Political Spending and its Apparent Consequences

July 28, 2014
posted by Bob Bauer

The New York Times this morning reports on political spending in this election cycle, but it also wishes to explain to readers the meaning of all these dollars. So the article this morning about the money going into Senate and House races links the cash to “consequences [that] are already becoming apparent”: candidate loss of control over their messaging and a sharply negative tone. The grounds for these conclusions are not drawn from the the numbers.  They are added on.
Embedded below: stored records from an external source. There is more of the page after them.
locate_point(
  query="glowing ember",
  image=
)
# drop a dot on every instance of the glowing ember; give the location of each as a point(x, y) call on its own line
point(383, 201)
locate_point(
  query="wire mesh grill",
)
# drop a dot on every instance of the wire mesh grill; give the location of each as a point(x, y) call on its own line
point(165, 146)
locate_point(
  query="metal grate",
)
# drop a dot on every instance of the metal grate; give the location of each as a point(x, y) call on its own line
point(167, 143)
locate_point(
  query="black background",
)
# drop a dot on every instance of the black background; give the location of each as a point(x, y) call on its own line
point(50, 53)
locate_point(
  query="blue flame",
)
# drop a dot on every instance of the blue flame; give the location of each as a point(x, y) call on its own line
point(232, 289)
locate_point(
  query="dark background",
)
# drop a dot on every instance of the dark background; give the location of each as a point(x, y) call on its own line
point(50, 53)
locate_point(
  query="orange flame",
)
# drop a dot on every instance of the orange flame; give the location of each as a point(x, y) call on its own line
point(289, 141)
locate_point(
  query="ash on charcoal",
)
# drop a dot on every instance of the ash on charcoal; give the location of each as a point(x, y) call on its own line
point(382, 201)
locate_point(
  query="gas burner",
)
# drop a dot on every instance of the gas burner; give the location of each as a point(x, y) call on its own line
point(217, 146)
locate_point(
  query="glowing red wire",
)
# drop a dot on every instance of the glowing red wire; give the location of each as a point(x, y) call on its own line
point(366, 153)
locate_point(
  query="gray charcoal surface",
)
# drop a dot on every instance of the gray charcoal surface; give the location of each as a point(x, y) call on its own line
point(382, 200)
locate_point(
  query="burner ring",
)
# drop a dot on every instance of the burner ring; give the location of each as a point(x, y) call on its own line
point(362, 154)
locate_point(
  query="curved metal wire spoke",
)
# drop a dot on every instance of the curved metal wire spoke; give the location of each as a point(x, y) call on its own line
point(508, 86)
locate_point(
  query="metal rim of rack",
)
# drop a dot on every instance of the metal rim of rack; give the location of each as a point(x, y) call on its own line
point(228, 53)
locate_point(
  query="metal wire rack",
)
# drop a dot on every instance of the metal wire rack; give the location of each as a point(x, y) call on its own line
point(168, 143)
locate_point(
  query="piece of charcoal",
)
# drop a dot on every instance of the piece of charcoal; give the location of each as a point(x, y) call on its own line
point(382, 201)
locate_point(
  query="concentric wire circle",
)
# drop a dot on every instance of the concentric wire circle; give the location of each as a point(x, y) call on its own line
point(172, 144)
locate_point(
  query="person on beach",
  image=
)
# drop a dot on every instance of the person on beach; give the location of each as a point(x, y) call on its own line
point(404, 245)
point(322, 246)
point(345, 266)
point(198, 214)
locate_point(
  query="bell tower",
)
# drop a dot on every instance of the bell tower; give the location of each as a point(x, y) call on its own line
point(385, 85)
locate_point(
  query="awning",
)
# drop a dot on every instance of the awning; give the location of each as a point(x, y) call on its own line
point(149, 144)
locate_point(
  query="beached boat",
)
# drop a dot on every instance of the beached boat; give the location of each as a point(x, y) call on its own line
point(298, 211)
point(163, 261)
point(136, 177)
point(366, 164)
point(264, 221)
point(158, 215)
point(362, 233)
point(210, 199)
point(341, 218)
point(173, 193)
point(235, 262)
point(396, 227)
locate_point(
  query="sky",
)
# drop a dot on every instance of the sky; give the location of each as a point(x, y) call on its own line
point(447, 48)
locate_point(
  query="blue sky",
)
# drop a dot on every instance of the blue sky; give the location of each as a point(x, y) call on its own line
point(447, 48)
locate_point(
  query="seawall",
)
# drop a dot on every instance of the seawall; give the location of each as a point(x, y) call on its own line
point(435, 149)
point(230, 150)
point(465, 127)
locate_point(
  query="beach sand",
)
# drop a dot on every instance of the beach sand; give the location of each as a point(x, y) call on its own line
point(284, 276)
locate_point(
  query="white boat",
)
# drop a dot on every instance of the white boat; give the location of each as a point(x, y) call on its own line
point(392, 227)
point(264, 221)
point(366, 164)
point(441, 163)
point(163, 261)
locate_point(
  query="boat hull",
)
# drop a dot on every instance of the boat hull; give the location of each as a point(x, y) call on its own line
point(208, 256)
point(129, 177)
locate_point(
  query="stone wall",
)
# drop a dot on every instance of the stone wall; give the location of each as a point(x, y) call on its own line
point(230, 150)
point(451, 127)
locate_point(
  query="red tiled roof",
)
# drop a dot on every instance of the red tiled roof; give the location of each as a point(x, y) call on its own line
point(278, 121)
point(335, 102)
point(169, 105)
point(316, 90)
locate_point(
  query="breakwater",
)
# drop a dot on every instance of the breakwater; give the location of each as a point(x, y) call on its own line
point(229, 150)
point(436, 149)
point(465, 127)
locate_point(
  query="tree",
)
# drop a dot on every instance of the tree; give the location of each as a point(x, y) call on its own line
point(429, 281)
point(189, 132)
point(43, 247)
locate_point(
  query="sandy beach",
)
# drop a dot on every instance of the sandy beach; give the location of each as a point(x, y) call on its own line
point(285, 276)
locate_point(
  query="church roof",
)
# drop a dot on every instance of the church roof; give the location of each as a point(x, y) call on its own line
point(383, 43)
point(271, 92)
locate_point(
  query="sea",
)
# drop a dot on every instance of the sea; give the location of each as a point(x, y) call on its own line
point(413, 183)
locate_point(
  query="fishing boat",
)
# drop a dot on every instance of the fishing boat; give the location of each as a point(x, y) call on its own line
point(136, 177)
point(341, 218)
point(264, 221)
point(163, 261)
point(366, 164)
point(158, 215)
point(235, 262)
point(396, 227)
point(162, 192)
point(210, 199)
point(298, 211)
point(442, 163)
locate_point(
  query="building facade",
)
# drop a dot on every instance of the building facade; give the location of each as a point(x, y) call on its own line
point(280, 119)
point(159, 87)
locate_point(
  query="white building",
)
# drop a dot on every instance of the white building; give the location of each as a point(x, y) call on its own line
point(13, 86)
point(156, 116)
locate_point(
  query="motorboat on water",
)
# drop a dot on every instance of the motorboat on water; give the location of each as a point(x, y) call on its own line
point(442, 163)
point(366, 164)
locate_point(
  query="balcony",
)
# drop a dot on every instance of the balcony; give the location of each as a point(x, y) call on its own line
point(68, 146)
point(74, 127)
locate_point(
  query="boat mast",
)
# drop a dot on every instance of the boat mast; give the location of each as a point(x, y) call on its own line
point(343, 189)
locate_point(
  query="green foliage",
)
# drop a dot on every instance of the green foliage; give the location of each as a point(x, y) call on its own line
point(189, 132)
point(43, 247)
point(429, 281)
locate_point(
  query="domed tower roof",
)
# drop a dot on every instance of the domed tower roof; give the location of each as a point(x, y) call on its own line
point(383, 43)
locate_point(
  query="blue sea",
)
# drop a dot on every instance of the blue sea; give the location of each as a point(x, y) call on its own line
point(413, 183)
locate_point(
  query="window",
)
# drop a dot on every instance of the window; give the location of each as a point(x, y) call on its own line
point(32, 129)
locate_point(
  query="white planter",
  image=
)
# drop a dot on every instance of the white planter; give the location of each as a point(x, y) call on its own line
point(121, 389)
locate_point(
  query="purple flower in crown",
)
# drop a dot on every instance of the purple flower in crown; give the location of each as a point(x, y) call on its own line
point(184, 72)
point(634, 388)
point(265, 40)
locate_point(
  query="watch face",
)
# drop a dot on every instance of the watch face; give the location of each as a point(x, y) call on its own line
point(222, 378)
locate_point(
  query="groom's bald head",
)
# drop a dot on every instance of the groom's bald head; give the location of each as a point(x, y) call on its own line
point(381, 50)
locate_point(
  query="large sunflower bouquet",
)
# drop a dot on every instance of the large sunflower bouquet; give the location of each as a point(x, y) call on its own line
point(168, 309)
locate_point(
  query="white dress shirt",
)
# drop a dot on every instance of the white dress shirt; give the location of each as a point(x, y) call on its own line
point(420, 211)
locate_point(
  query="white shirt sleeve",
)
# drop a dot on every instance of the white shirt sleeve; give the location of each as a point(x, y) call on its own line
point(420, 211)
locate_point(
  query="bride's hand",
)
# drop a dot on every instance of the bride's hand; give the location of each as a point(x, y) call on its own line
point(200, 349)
Note that a contradiction is now entering into the discussion of Super PACs and outside independent activity.  One of two things can be true but not both: either the “shadow parties” or candidate-affiliated organizations are synchronizing their messages with the candidates’, or they are operating independently and crowding out the candidate’s communications. The Times puts both explanations into its story.  We have both loss of control and “laserlike” precision and consistency in candidate and outside group advertising aimed at the opposition.

On the topic of negativity, the Times assumes that the harshness of tone can be attributed to developments in campaign finance.  There is just as good if not better reason to consider the effect of historically low approvals of Congress, a polarized electorate, high levels of voter dissatisfaction, the effectiveness of negative advertising, and perhaps other factors.  Money amplifies the negative message, one could agree: it is not the cause of it.  Candidates may be pleased to let independent groups  share the task of negative messaging, but they pitch in.  It is well understood by now that “stand by your ad” and other measures to rein in candidate “attack” politics have had little effect.

And then there is the effect in the aggregate of all this spending.  Here again, the story this morning raises the question of which of two alternatives the Times holds to be true.  All these ads are described in the article as having a momentous in impact on races, but also as a poor return on investment, as voters pay less attention to the flood of broadcast material.  Are the voters turned off by the ads, rejecting engagement with the elections, or just “tuning out” this high-volume, negative noise?

There are, of course, “consequences” to the strange shape and operation of the campaign finance rules.  The Times story presents the ones believed to be “apparent,” but not persuasively.